The little girl came over to me. She gently held my hand. I was afraid to move it or hold hers back.
“Thank you,” she uttered softly.
“Befuddled,” I gave her. I laughed my deep, mechanical laugh, dropping her hand.
“That’s a funny word.” The girl seemed surprised and then she laughed too. She had a light, tinkling, insubstantial little girl laugh.
Theresa unlocked the front door and entered. “Why are you girls laughing? And why is everything shut and locked?” She began opening the curtains and windows, allowing the inside air to argue with the outside air. An immense oak tree rose into view outside, but there was no man waiting there.
I was perplexed. Where was Fred? I stared outside and a clump of blonde hair was suspended in the architecture of one of the trees. When I looked again, it wasn’t there. Fred had black hair. The colors in the kitchen became jumbled, yellow, brown, white. Chairs seemed to grow wings, tables hooves. The house was safe but suddenly strange.
Theresa snapped me out of my reverie. She turned and looked at us. “What’s going on here?”
“Nothing,” the little girl and I replied at the same time, not wanting to worry her.
The next day I told Miss Elaina what had happened with Fred. I read to her about it from my notebook, which had once belonged to Sandy Shane. “. . . a compilation of events beyond my understanding of them. . . .”
Miss Elaina was disturbed. “That Fred is awful. Do you need my help, the sheriff’s, or anyone else’s?”
“No.” I continued my reading.
Miss Elaina interrupted my reading, “Are you sure, Mara? Because you know we wouldn’t mind helping Theresa and her family?”
“No, she is proud.” I knew I could crush Fred if I had to. “We can take care of Fred if he bothers us again.” I remembered Greg’s body on Father’s table.
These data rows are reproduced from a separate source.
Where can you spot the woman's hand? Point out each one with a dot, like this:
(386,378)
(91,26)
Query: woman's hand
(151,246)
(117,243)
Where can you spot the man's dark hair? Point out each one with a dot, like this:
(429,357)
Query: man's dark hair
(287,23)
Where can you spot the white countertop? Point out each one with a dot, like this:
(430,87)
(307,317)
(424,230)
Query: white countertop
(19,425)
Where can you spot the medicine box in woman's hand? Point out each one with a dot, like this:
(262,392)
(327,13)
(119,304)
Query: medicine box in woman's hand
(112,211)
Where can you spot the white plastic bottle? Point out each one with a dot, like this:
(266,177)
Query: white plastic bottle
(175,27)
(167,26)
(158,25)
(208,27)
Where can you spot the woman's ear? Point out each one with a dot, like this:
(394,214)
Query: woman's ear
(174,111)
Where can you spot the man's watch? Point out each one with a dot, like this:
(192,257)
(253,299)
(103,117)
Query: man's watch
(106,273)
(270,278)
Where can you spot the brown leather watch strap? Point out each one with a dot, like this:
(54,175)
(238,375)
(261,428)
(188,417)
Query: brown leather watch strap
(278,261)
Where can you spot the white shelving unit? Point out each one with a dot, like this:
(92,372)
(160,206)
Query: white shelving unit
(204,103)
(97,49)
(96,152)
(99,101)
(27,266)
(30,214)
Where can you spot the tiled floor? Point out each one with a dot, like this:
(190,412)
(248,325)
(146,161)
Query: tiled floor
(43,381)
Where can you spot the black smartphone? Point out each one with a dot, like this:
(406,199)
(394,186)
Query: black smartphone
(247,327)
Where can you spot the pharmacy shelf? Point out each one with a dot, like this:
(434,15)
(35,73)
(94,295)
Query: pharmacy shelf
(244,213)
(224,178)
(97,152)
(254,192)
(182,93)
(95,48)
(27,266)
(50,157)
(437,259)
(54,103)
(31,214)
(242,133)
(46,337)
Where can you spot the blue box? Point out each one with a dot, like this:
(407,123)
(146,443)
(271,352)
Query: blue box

“You saw blonde hair in the forest?”
“Yes. I think I did.”
Her forehead became corrugated, as though she wasn’t stitched together properly. Her white hair loosened from her bun, her eyeglasses slipped onto her nose. “You know there are so many stories about the forest.” She smiled, “Most of them fabricated ages ago, and they don’t mean anything.” She frowned again. “But I do wonder what became of Peter, Theresa’s son. No one knows where he is.”
“Kat believes he’s in the woods.”
“That might explain some odd occurrences like food stolen out of gardens and kitchens when no one’s home. Sheds found rummaged, with tools missing. I couldn’t find my purse one morning and when I found it underneath my couch, my money had disappeared.” She pressed her lips together. “My window was open too. I thought I was just being forgetful.”
“It’s wrong to steal. But what if you need something to help you live? Then is it okay?” All the parts of others had their say.
Miss Elaina smiled her far away smile, the one she used when she was thinking about something else, something she wanted to share with me. My retrieving the laundry and delivering it to her house had become so much more.
“Let me show you a book.” She rose and went to her library, my favorite room in her house.
I remained in the living room on the sofa, watching sunlight refracted through a glass cat with its clear haunches resting on a doily. The surprising colors crept across her table and I suddenly saw the memory of a young soldier with black skin. He carried a large rifle. He was sweating and jumping through some underbrush. He was terrified and yet smiling as he played some kind of a game with the leaves and soil, sticking his rifle into mounds of earth and stirring the ground. Then he was staring at me, pointing his rifle.
Miss Elaina returned carrying a book, Greek Mythology. She flipped through the pages. “Ah ha,” she murmured. She handed the book to me. “Here’s a section about Dryads, tree nymphs. They’re very shy, except around Artemis, goddess of the hunt, animals, wilderness, virginity, and childbirth. Dryads live a long time and are connected to their trees. Maybe you saw a Dryad.” She stretched her arm out, holding the large book.
“I don’t know who or what I caught a glimpse of. But it doesn’t seem to be a harmful spirit.”
“Here, take this,” she offered the book. “You can bring it back when you’re done with it.”
I smiled. “This is my first borrowed book from your library. I’ll take good care of it.” I stroked the thick book, resting next to me on Miss Elaina’s sofa.
“Then you’ll return it in perfect condition when you’re done.” It was an order, not a request.
“I would never steal it.”
Miss Elaina turned her face so it was partially eclipsed by the room’s shadows. “I don’t know if I believe in wood nymphs, but stories about you are starting in this town. I wouldn’t think much of it, though, since there’s nothing here to do except gossip.”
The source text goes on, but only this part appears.